BTG Pactual, a once highflying Brazilian investment bank that stumbled badly during a brush with scandal last year, is reinventing itself with more modest aspirations.
Gone is the brash desire to outdo the US investment bank Goldman Sachs — some once joked that BTG stood for “Better Than Goldman” as the bank expanded to Hong Kong, the US and Europe.
Today, simply getting back into the game may be as meaningful for BTG, given the tumultuous nine months it has endured since its former chief executive and guiding force, Andre Esteves, was arrested in November last year on charges of obstruction of justice in the sprawling Petrobras corruption investigation, accusations he has denied.
BTG’s share price immediately took a beating and clients withdrew 33 billion reais (US$10.13 billion at current exchange rates) of their money from its funds in November and December last year, according to the Brazilian consulting firm Economatica, sparking a crisis of confidence that executives scrambled to fix.
Since then, the bank has showed signs of stability. Although profit in the second quarter, reported last month, came in below market estimates, the company no longer faces net withdrawals by clients or pressure to prove liquidity.
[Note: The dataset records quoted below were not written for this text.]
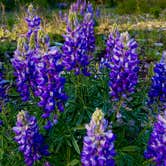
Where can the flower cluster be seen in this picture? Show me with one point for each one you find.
(79, 39)
(156, 149)
(3, 89)
(158, 86)
(31, 142)
(49, 84)
(98, 146)
(20, 64)
(39, 69)
(122, 60)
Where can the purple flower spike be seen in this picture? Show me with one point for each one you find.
(122, 60)
(158, 86)
(98, 145)
(79, 39)
(39, 69)
(31, 142)
(156, 149)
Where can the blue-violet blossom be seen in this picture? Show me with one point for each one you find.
(98, 145)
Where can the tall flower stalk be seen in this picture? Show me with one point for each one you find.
(31, 142)
(38, 69)
(79, 38)
(98, 145)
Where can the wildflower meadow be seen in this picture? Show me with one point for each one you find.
(83, 83)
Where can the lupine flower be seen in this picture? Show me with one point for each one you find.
(31, 142)
(79, 41)
(122, 60)
(3, 90)
(156, 149)
(20, 64)
(39, 70)
(49, 84)
(47, 164)
(158, 86)
(98, 145)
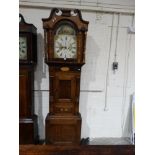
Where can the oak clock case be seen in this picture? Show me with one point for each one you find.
(64, 38)
(28, 128)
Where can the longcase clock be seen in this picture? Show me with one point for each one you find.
(28, 130)
(65, 39)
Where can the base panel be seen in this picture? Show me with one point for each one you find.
(63, 130)
(28, 131)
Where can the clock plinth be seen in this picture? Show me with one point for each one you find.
(28, 128)
(64, 38)
(63, 130)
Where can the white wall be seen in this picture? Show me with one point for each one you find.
(105, 95)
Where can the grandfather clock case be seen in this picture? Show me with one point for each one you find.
(65, 40)
(28, 129)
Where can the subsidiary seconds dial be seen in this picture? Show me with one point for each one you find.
(65, 46)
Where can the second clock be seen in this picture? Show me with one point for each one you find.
(65, 38)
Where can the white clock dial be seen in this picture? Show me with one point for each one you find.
(65, 46)
(22, 48)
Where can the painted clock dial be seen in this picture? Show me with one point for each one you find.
(22, 48)
(65, 43)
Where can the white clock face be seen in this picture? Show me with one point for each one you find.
(22, 48)
(65, 46)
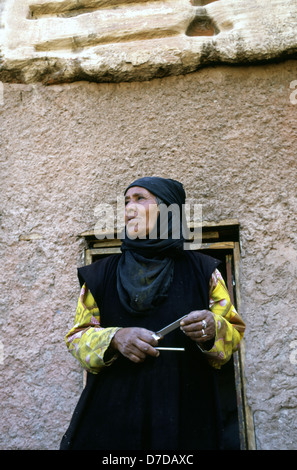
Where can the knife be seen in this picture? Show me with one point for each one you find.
(164, 331)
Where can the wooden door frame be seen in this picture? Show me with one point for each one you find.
(215, 236)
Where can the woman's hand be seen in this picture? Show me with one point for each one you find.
(199, 325)
(135, 343)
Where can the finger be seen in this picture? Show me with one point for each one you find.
(149, 337)
(147, 349)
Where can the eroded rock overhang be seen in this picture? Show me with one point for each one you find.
(54, 41)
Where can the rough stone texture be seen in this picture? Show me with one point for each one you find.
(123, 40)
(229, 133)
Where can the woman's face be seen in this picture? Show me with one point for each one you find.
(141, 212)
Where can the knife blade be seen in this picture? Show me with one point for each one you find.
(167, 329)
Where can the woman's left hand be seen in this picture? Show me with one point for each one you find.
(199, 325)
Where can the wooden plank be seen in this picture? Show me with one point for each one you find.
(248, 417)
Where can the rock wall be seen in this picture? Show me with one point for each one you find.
(229, 134)
(124, 40)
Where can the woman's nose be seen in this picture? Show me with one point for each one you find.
(131, 209)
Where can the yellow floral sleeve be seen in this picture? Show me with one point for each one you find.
(87, 341)
(229, 325)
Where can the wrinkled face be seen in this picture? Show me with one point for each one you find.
(141, 212)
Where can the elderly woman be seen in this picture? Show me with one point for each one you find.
(137, 396)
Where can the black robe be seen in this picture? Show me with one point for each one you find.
(165, 403)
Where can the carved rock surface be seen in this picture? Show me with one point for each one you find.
(122, 40)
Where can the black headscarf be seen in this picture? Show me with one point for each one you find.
(145, 270)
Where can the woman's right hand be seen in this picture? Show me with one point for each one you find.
(135, 343)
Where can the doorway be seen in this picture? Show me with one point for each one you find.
(221, 241)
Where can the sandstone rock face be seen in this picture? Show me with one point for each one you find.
(125, 40)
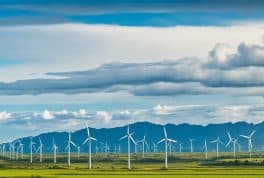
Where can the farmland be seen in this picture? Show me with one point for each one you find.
(181, 165)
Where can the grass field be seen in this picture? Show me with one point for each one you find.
(114, 166)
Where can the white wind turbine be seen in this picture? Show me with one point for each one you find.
(249, 138)
(154, 147)
(233, 141)
(10, 150)
(129, 137)
(180, 147)
(3, 150)
(21, 147)
(166, 140)
(40, 150)
(217, 141)
(78, 152)
(205, 149)
(89, 140)
(55, 150)
(143, 141)
(31, 143)
(68, 147)
(191, 144)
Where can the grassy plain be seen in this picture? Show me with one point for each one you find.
(182, 165)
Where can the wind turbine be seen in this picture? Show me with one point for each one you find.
(31, 143)
(3, 150)
(40, 150)
(233, 141)
(166, 140)
(191, 145)
(135, 149)
(143, 141)
(180, 147)
(78, 152)
(249, 138)
(154, 147)
(129, 137)
(205, 150)
(21, 147)
(10, 150)
(89, 139)
(217, 141)
(68, 147)
(55, 150)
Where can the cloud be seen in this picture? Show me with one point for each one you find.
(245, 56)
(181, 76)
(81, 113)
(47, 115)
(160, 109)
(103, 116)
(5, 115)
(62, 112)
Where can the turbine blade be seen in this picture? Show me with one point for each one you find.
(93, 138)
(123, 137)
(165, 132)
(161, 140)
(229, 136)
(252, 133)
(88, 131)
(133, 140)
(85, 141)
(244, 136)
(73, 143)
(228, 143)
(170, 140)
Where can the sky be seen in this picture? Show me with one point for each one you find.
(115, 62)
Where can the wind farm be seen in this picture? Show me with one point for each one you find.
(156, 162)
(131, 88)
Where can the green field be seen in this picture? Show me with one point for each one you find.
(114, 166)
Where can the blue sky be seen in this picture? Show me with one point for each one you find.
(116, 62)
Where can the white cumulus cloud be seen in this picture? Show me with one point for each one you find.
(47, 115)
(103, 116)
(80, 113)
(5, 115)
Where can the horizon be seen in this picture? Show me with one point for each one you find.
(116, 62)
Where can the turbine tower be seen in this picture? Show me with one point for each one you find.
(249, 138)
(129, 137)
(21, 146)
(166, 140)
(143, 141)
(31, 144)
(3, 150)
(68, 147)
(191, 144)
(40, 149)
(89, 139)
(205, 149)
(78, 152)
(55, 150)
(217, 141)
(180, 147)
(233, 141)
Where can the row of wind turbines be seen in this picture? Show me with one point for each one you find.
(129, 136)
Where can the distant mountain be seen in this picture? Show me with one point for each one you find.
(154, 133)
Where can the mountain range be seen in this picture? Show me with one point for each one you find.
(154, 132)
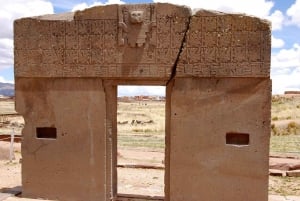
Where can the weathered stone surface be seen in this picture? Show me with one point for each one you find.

BTG’s flagship hedge fund, GEMM, shrank to US$150 million from US$5 billion after Esteves’ arrest, but has since bounced back to about US$500 million, Roberto Sallouti, one of the bank’s joint chief executives, said in an interview at the bank’s headquarters in Sao Paulo.
The bank also now has excess capital after selling assets.
BTG, said Sallouti, a Wharton graduate who joined the bank in 1994 and became a partner in 1998, is now in the final steps of what he called a strategic repositioning that it was forced to undertake.
“Clearly the worst is over and we’re back to the normal course of business,” he said.
The firm is even considering expansion in Latin America, particularly in Mexico and Argentina, and is seeking to acquire nonperforming loan portfolios, he said.
BTG has abandoned plans to expand operations in wealthier markets abroad.
The bank’s income is going to be mostly Latin America-related, “with the exception of asset management, where you will have fees coming from our hedge fund business,” Sallouti said.
Specifically, he added: “I would expect that Mexico and Argentina become more relevant every month and every year as a percentage of our revenues,” and he estimated that only about 25 percent of the bank’s revenue would come from outside Brazil.
That the bank even reached this point has surprised some observers.
The arrest of Esteves shook up Brazil’s business establishment. He was then the most prominent nonpolitician to be snared in the Petrobras investigation, which has affected a wide array of industries in Brazil.
Over the past two years, investigators have uncovered an elaborate bribery and money-laundering ring centered on the state-controlled oil giant. An influential senator from the Workers’ Party, then governing, who was arrested on the same day accused Esteves of helping an important witness flee the country.
In April, Esteves was freed from house arrest in Sao Paulo.
He did not waste a minute, showing up unshaven and in jeans at the bank’s headquarters the same day to address employees at an afternoon meeting. He has since been a regular presence at the bank.
“I talk to him almost every day,” Sallouti said.
Esteves does not have a management role, because he is still under investigation, but his lawyer said in an interview that he continues to claim his innocence and hopes to be cleared soon.
The Petrobras investigation shows no signs of slowing. Moreover, it appears likely to focus increasingly on the financial industry.
The lead federal prosecutor, Deltan Dallagnol, said in an interview that many banks facilitated the movement of illicit money in overseas accounts, so investigators were closely scrutinizing that.
He said that the information the authorities had uncovered so far “demands a deeper analysis that will be done at the opportune moment.”
A separate investigation into Brazil’s pension funds also presents risks for the bank and finance sector. While BTG is not being targeted, in the past its private-equity operations obtained capital from some of those funds.
Still, for now, many give BTG credit for surviving.
“They were trying to get back into the game very rapidly and vigorously,” said Luiz Cezar Fernandes, the founder of Pactual. “They made the right decisions.”